One such disease is liver cancer, in which hepatoma are known to have excessive levels of fucosylated glycans. The RIKEN team reasoned that treatment targeting fucosylation in these cells might be effective in treating the cancer.

Biological pathways are chains of events in which a series of molecules interact with each other step by step, usually with the help of enzymes. In this case, several events transform glucose into a compound called GDP-fucose. An enzyme then detaches fucose from GDP and joins it to a

glycan. One way to inhibit this type of biological signalling process is to introduce molecular analogues—molecules that are similar to those needed in the chain of interactions.

The team at RIKEN used this strategy and compared the effects of two fucose analogues on fucosylation. Using several different types cells, they found that one of them, 6-Alk-Fuc, virtually abolished all cellular fucosylation. The next step was to determine how fucosylation was blocked. Experiments showed that the analogue did not prevent the transfer of fucose from GDP-fucose to glycans, indicating that fucosylation itself was not affected.

The team reasoned that the effect must occur earlier in the chain of events. Additional experiments showed that 6-Alk-Fuc blocked GDP-mannose from becoming GDP-fucose.

“The analogue competed with GDP-mannose for attention from the enzyme FX, which prevented fucose from being made from GDP-fucose, making it impossible for downstream fucosylation to occur,” explained Kizuka.

Using several cell lines of hematoma that had excessive levels of fucosylated glycans, they found that the analogue was able prevent healthy extracellular matrix from being invaded by the hepatoma, and was able to suppress migration of some hepatoma cell lines.
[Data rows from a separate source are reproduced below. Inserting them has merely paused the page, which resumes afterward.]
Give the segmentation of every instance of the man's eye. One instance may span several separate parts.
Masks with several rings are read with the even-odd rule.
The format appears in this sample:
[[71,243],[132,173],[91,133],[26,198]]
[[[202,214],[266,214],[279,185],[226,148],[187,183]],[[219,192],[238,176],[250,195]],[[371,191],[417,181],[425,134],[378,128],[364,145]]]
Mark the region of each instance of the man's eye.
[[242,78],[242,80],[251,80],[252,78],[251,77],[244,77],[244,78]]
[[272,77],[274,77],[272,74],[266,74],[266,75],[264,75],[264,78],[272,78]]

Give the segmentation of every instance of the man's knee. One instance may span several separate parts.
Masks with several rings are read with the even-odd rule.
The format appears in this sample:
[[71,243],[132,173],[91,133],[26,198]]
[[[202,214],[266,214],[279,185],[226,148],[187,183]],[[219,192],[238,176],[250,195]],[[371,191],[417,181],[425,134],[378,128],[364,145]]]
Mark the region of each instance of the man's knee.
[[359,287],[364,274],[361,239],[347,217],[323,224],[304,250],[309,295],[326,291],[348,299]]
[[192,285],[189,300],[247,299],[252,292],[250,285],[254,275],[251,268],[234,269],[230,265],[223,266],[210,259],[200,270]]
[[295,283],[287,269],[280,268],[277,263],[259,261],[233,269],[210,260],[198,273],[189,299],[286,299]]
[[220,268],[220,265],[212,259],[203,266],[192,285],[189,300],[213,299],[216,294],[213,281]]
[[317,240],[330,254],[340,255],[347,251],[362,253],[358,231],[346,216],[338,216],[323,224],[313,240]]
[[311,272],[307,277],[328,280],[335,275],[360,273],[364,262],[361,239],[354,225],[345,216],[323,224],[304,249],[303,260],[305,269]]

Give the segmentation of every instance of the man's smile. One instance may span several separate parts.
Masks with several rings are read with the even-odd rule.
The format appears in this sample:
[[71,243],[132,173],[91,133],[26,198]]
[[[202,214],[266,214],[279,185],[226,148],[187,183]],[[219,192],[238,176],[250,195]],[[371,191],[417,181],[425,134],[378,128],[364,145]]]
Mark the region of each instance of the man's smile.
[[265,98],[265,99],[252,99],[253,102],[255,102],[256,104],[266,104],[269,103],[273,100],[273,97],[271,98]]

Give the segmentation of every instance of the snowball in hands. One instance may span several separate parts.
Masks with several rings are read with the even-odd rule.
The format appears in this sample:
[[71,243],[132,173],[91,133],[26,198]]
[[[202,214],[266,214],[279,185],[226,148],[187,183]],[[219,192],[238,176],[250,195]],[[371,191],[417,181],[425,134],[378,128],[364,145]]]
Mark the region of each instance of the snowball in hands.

However, while it suppressed invasion, the treatment did not suppress hepatoma proliferation, meaning that the number of cancer cells continued to increase, even though they could not harm the healthy cells.

Kizuka said the invasion-suppressive property of this fucose analogue make it a potentially promising treatment for suppressing cancer metastasis in Fuc-high cancers such as those found in the liver.